Consider the reaction
2 SO2 + O2 in equilibrium with 2 SO3 .
At 25°C Ho = -197.78 kJ and So = -187.95 J/K. Using this information, calculate the equilibrium constant for the reaction at 50°C. (R = 8.314 J/K)
Enter your answer using TWO significant figures.
To calculate the equilibrium constant (K) at a different temperature, we can use the Van't Hoff equation:
ln(K2/K1) = ΔH°/R * (1/T1 - 1/T2)
Where:
K1 = equilibrium constant at temperature T1
K2 = equilibrium constant at temperature T2
ΔH° = standard enthalpy change of the reaction
R = gas constant (8.314 J/K)
T1 = initial temperature
T2 = final temperature
First, let's plug in the given values:
ΔH° = -197.78 kJ = -197780 J (we convert kJ to J)
T1 = 25°C = 25 + 273 = 298 K (we convert °C to K)
T2 = 50°C = 50 + 273 = 323 K (we convert °C to K)

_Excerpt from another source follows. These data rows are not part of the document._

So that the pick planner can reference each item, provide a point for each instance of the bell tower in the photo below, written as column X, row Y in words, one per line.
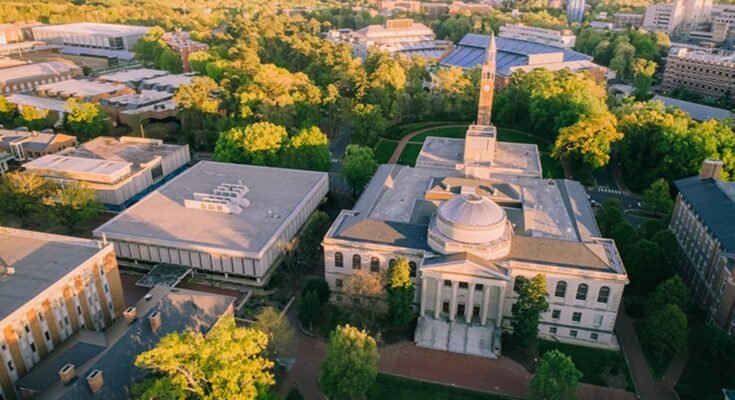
column 487, row 85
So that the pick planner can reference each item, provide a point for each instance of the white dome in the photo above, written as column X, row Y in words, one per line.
column 471, row 210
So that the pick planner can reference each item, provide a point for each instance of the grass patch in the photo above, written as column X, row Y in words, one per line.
column 396, row 388
column 599, row 367
column 410, row 154
column 383, row 150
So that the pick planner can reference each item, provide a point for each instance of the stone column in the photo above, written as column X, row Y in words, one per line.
column 470, row 307
column 424, row 288
column 438, row 299
column 485, row 304
column 453, row 301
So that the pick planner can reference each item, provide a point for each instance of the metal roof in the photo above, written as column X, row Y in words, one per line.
column 715, row 206
column 470, row 52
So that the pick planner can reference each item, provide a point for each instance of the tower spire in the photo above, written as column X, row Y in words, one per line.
column 487, row 85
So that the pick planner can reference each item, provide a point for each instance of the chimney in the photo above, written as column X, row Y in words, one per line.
column 155, row 320
column 66, row 373
column 711, row 169
column 95, row 381
column 130, row 314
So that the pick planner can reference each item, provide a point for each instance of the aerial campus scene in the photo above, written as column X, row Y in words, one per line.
column 366, row 199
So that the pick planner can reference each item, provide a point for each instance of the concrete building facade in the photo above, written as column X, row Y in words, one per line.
column 472, row 217
column 702, row 224
column 708, row 73
column 53, row 286
column 120, row 170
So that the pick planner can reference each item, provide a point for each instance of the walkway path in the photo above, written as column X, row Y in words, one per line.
column 646, row 386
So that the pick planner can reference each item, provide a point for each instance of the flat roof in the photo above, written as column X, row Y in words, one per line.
column 37, row 70
column 39, row 260
column 161, row 217
column 91, row 28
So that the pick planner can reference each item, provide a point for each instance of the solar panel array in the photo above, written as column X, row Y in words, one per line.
column 470, row 52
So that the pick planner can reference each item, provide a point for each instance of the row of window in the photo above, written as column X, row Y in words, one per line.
column 374, row 263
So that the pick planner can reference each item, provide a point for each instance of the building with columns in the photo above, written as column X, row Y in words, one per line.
column 471, row 217
column 52, row 287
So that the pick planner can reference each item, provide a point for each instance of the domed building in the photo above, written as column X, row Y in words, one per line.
column 471, row 217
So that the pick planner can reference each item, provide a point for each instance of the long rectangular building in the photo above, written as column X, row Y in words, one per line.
column 52, row 286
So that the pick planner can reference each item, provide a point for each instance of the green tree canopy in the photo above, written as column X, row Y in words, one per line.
column 556, row 378
column 529, row 306
column 351, row 365
column 198, row 365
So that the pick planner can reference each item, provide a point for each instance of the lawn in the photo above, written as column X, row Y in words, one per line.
column 383, row 150
column 410, row 154
column 599, row 367
column 395, row 388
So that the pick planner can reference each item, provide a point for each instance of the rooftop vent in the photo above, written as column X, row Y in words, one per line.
column 95, row 381
column 66, row 373
column 130, row 314
column 155, row 320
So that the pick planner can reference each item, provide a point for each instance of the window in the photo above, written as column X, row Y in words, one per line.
column 157, row 172
column 561, row 289
column 374, row 264
column 338, row 260
column 582, row 292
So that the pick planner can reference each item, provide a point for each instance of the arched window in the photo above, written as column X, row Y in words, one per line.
column 561, row 289
column 338, row 260
column 374, row 264
column 582, row 291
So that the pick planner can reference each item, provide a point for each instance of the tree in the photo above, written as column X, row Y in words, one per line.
column 280, row 334
column 400, row 292
column 359, row 167
column 73, row 203
column 671, row 291
column 643, row 71
column 351, row 365
column 657, row 198
column 665, row 332
column 227, row 363
column 556, row 378
column 529, row 306
column 85, row 120
column 259, row 144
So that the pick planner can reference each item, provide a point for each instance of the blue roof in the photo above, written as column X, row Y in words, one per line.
column 714, row 202
column 470, row 52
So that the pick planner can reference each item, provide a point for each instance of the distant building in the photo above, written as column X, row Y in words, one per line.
column 708, row 73
column 101, row 365
column 25, row 78
column 120, row 170
column 703, row 225
column 183, row 45
column 575, row 10
column 397, row 37
column 519, row 55
column 53, row 287
column 91, row 35
column 25, row 146
column 557, row 38
column 625, row 20
column 228, row 220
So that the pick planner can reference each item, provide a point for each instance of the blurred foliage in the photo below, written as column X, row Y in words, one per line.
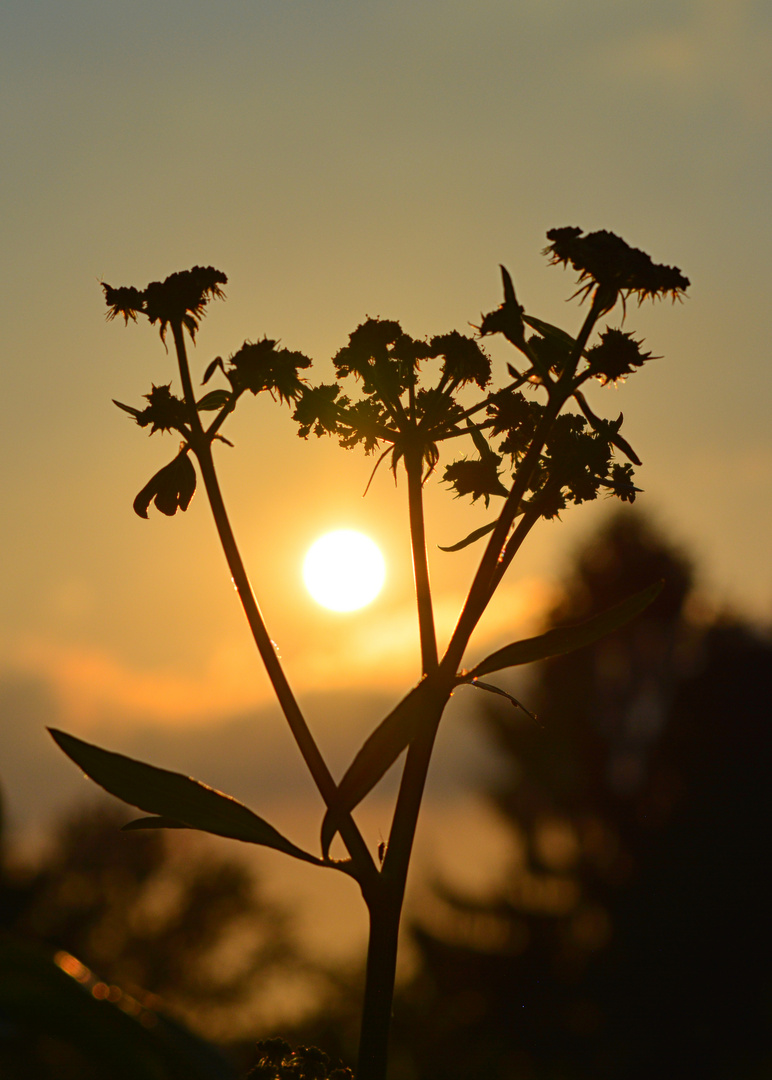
column 158, row 922
column 631, row 936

Now, we can calculate the equilibrium constant at the final temperature using the Van't Hoff equation:
ln(K2/K1) = ΔH°/R * (1/T1 - 1/T2)
ln(K2/1) = ΔH°/R * (1/T1 - 1/T2)
ln(K2) = ΔH°/R * (1/T1 - 1/T2)
K2 = e^(ΔH°/R * (1/T1 - 1/T2))
K2 = e^((-197780 J)/(8.314 J/K) * (1/298 K - 1/323 K))
Now, let's calculate K2 using the above formula:
K2 = e^(-7689.63)
K2 ≈ 1.13
Therefore, the equilibrium constant for the reaction at 50°C is approximately 1.13.